Ein Ingenieur, der anonym bleiben möchte, gestattet es sich, einen Blick hinter die Kulissen des Werks zu werfen. „Wir haben Technologien, um den meisten CO2-Ausstoß zu reduzieren“, murmelt er, als wir an einer der hochmodernen Produktionslinien vorbeigehen. „Aber die Kosten sind enorm, und ohne Subventionen wird das nichts.“ Er verweist auf die Pilotprojekte, die in Theorie glänzen, aber praktisch in der Einsicht stehen, dass die Investitionen in grüne Technologien sich nur dann rentieren, wenn der Markt dies unausweichlich fordert – ein ungeschriebenes Gesetz in der Industrie.
Draußen am Werkstor ist der Lärm der schweren Lastwagen zu hören, die Material anliefern. Daneben steht ein junger Praktikant, der hier gerade seine ersten Schritte in der Metallverarbeitung macht. Seine Kollegen erzählen ihm von „grünem Stahl“ und den Hoffnungen, die damit verbunden sind. Doch wie hoch ist der Preis für einen Umstieg, und wer wird ihn letztlich bezahlen? Der Praktikant schaut skeptisch. „Ich verstehe die Chancen, aber ich habe auch gehört, dass die Maschinen zur CO2-reduzierten Produktion dreimal so teuer sind“, sagt er leise, als ob er befürchtet, gegen Regeln der Optimierung zu verstoßen.
Die Frage bleibt, ob sich Deutschland diesen radikalen Wandel leisten kann oder will. Umweltschützer und Politiker fordern den schnellen Umbau in der Industrie, aber auch hier zeigt sich ein gespaltenes Bild: Die Gesellschaft ist gespalten zwischen dem Drang nach grünem Wachstum und der Angst vor einem industriellen Rückschritt. Die Diskussion darüber, ob bei der Bauweise des neuen „grünen“ Stahlwerks nicht vielleicht auch mit den konventionellen Verfahren noch viel zu erreichen wäre, schleicht sich unter den Akteuren der Branche ein.
Am Rande des Werks hat sich eine Gruppe von Aktivisten versammelt, die für einen konsequenten Wandel str kämpfen. Ihnen ist die Nähe zur Industrie scheinbar neu. „Wir sind nicht gegen die Produktion an sich“, erklärt eine junge Frau mit entschlossenen Augen, „aber wenn wir den Planeten retten wollen, muss die Branche endlich Verantwortung übernehmen.“ Auf einem Plakat prangt die Botschaft: „Grüner Stahl – der Umbau muss jetzt starten!“
Der Geschäftsführer von ArcelorMittal hingegen spricht von der Notwendigkeit, Marktwirtschaftlichkeit und Verantwortung in Einklang zu bringen.

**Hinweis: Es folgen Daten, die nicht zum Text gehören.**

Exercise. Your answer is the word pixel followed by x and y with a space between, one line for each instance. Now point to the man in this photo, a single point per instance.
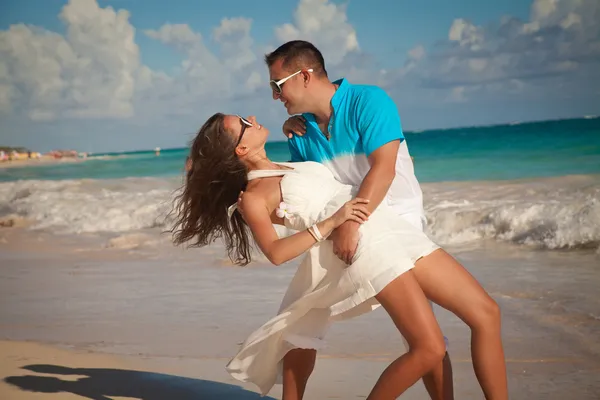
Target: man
pixel 356 132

Ein Dilemma, das nicht einfach zu lösen ist. Wer wird letztlich die Verantwortung für den Übergang tragen? Für die Belegschaften, die bereits unter den Bedingungen von COVID-19, Energiewende und Wirtschaftskrisen leiden, ist es mehr als eine unternehmerische Entscheidung; es ist eine Frage der beruflichen Zukunft.
So bewegen sich die Stahlarbeiter, die Ingenieure und die Führungspersönlichkeiten zwischen den „alten“ und „neuen“ Welten. Gespräche über emissionsreduzierte Prozesse erklingen in den Ecken der Werkshallen, während auf dem Hauptplatz das alltägliche Geschäft weitergeht – unbarmherzig, gnadenlos in seinem Streben nach Effizienz. Die Frage bleibt: Wird Deutschland den Weg der nachhaltigen Veränderung finden, oder wird es an den wirtschaftlichen Realitätsschranken scheitern?
Hier zwischen stählerner Tradition und neuem Umweltbewusstsein entfaltet sich kein einfacher Prozess, sondern ein tiefgreifender gesellschaftlicher Kampf um das, was die Industriekultur in der Zukunft prägen soll. Und während der Weg zu einem „grünen Stahl“ weit mehr als technologischen Fortschritt erfordert, wird der Diskurs um diesen Wandel zur eigentlichen Herausforderung, der sich die Gesellschaft, die Politik und die Unternehmen gleichermaßen stellen müssen. Die Zeit drängt.